House Dean: Harrison College House

Harrison College House has a new House Dean this fall--Richard Robert Haavisto. Mr. Haavisto has spent the past ten years at Penn in various roles. He is currently a Ph.D. candidate in Anthropology, writing his dissertation on the social geography of Bufumbira, Uganda.

Since 1974, Mr. Haavisto has taught courses on African societies and cultures, ethnography, ethnicity, race and gender, and cultural anthropology at Penn and CCP. He has also taught at Rutgers, Stanford and the Université Nationale du Rwanda. From 1990-91, he was a research assistant at the University Museum, working on the refurbishment of the African Gallery.

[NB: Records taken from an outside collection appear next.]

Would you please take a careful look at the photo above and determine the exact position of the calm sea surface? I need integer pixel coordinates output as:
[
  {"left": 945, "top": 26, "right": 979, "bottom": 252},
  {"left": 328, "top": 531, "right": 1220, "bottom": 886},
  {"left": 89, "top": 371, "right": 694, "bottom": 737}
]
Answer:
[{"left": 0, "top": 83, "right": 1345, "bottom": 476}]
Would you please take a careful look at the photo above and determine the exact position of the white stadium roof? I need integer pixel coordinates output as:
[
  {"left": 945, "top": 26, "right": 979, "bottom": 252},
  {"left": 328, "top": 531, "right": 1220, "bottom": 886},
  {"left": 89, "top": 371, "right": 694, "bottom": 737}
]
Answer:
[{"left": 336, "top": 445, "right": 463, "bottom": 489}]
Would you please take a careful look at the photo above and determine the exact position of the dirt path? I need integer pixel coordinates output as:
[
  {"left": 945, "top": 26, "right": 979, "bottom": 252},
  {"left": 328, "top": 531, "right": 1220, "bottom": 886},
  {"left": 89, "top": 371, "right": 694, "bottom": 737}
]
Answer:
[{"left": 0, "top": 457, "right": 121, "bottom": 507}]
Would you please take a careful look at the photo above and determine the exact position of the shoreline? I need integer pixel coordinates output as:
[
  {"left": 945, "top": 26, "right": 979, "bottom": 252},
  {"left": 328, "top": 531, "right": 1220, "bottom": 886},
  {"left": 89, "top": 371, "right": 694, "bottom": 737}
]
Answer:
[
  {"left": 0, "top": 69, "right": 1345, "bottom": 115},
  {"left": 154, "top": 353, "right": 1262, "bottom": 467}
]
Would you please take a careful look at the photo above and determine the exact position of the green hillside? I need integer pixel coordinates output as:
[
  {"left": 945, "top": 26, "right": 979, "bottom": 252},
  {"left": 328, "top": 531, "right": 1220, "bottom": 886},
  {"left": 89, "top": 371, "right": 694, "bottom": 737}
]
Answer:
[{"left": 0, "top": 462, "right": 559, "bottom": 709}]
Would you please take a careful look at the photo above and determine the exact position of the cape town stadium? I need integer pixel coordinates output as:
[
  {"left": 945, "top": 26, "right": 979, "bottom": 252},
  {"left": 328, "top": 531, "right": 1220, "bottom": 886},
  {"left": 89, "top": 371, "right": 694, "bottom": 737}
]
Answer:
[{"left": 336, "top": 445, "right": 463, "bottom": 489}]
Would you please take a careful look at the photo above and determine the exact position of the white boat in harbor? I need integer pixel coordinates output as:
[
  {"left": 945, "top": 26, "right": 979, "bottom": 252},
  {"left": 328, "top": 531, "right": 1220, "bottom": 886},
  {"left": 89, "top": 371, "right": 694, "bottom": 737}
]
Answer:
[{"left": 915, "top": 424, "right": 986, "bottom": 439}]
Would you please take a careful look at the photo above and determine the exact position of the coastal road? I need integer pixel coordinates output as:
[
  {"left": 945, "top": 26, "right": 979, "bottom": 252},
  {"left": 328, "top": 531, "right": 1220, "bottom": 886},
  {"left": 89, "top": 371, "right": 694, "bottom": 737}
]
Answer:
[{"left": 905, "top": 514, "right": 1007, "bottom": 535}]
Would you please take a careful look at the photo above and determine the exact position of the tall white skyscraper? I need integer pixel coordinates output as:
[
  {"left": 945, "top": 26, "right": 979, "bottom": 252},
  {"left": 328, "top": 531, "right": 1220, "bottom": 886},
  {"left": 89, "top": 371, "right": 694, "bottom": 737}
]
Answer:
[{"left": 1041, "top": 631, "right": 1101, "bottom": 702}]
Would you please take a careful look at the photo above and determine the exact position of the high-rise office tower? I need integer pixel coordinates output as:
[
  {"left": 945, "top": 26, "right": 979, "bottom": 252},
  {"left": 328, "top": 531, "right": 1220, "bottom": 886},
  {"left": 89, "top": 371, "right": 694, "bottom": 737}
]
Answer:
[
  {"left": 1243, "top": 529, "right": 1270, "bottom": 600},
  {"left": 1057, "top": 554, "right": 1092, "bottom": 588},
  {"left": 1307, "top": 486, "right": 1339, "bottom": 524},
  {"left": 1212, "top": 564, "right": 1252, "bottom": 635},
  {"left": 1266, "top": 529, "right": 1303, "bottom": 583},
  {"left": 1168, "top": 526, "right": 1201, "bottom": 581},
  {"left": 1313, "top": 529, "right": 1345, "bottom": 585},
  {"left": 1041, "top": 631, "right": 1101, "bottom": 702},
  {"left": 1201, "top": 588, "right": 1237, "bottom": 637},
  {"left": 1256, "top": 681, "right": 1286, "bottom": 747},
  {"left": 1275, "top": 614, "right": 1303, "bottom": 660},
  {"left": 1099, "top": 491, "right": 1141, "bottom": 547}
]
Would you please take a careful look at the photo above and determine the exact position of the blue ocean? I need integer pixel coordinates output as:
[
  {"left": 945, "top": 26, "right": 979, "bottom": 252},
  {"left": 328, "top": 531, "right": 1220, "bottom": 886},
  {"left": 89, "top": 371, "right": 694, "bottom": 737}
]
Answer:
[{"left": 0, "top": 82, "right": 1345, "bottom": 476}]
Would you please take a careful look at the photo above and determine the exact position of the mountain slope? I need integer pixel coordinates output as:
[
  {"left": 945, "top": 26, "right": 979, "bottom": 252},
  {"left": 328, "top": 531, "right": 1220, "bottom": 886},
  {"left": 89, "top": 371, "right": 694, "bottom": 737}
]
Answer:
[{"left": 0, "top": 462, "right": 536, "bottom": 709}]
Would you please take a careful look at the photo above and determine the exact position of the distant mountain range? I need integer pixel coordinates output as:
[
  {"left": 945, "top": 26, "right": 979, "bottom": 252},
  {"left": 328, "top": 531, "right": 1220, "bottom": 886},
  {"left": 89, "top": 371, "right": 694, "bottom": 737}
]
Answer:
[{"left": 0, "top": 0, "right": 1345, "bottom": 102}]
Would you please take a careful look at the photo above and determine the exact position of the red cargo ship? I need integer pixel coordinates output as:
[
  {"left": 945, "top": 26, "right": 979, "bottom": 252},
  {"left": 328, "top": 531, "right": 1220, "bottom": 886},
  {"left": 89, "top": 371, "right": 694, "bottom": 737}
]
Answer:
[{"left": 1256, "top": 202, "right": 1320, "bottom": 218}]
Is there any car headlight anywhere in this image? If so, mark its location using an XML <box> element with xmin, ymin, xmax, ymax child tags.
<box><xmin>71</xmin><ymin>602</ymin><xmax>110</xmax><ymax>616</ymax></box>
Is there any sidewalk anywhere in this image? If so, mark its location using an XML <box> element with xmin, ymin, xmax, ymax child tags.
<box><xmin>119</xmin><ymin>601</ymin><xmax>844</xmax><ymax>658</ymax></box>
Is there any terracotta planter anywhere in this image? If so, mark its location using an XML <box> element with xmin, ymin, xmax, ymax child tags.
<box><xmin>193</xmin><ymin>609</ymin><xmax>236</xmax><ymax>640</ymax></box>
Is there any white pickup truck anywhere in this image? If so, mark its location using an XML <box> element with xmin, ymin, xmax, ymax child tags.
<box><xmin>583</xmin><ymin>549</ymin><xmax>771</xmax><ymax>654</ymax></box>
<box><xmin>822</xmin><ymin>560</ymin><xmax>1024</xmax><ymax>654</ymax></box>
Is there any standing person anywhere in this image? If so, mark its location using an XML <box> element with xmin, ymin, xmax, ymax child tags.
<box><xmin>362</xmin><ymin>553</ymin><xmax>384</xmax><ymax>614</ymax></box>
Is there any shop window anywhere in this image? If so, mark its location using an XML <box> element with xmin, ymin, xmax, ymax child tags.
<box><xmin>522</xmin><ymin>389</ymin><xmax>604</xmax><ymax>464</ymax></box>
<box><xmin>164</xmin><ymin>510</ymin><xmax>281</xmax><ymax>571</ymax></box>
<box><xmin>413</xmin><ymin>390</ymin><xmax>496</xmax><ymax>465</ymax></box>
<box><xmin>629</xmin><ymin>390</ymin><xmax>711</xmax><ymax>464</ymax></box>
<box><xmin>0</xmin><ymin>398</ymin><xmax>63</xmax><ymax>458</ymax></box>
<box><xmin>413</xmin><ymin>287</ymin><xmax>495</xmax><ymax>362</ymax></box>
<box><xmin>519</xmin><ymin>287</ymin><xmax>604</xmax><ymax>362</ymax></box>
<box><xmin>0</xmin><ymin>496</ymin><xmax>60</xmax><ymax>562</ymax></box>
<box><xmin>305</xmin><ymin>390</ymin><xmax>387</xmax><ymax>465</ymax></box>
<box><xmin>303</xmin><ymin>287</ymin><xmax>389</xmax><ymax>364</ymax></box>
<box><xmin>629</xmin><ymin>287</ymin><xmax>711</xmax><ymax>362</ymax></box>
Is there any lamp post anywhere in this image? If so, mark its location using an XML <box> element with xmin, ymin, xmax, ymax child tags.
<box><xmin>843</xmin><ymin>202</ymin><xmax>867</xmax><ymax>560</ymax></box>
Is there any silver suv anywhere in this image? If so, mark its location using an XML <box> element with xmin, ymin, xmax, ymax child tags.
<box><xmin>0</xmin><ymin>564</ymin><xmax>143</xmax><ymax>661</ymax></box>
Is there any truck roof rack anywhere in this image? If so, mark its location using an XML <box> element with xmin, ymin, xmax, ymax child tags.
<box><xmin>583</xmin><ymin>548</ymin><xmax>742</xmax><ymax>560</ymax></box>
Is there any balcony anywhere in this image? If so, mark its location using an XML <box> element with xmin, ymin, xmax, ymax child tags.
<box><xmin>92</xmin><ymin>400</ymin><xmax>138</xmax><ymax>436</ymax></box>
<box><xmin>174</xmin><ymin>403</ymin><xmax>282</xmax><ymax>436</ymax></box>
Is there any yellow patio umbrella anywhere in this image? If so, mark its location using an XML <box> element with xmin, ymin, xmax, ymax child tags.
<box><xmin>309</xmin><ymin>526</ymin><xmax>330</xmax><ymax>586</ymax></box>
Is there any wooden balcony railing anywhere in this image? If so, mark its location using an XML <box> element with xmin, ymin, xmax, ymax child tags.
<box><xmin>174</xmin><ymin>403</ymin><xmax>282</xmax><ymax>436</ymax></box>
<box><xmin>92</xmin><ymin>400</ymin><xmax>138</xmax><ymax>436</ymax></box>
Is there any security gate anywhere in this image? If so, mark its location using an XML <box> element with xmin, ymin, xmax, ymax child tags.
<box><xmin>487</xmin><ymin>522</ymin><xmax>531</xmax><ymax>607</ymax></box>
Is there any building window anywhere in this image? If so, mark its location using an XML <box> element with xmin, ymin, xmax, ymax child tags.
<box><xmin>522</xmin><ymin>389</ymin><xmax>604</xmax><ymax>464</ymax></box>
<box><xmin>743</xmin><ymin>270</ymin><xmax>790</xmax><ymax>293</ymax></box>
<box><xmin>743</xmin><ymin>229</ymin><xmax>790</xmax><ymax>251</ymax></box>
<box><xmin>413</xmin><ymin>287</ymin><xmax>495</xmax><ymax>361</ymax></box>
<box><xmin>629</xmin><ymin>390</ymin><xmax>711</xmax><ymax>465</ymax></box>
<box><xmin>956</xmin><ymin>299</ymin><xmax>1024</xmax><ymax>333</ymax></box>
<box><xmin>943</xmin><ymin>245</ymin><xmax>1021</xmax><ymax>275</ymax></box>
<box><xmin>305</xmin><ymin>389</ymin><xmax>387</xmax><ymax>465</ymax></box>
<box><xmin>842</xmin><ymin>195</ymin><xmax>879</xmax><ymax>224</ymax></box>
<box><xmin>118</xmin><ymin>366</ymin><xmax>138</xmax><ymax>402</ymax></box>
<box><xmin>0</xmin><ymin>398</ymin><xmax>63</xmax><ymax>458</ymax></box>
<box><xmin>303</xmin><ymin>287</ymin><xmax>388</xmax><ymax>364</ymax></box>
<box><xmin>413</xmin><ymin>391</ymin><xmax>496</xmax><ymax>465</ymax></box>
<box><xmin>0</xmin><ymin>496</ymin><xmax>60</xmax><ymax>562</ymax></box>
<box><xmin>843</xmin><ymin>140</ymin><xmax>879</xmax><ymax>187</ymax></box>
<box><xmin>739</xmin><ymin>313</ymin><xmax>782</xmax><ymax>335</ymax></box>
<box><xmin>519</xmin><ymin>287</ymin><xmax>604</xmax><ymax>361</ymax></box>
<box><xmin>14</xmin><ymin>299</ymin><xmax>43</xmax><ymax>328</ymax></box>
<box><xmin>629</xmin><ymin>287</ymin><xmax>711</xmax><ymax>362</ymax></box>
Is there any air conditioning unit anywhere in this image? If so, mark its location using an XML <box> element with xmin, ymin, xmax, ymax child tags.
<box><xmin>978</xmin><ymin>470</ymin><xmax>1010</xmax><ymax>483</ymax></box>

In 1994, he received Fulbright and Wenner-Gren Fellowships to conduct ethnohistorial fieldwork in Uganda. Mr. Haavisto also has extensive experience with the Peace Corps--acting as a consultant in Burundi in 1983 where he prepared a five-year Country Management Plan. For the past two years, he has served as a graduate associate in the Perspectives in the Humanities program in Harrison College House.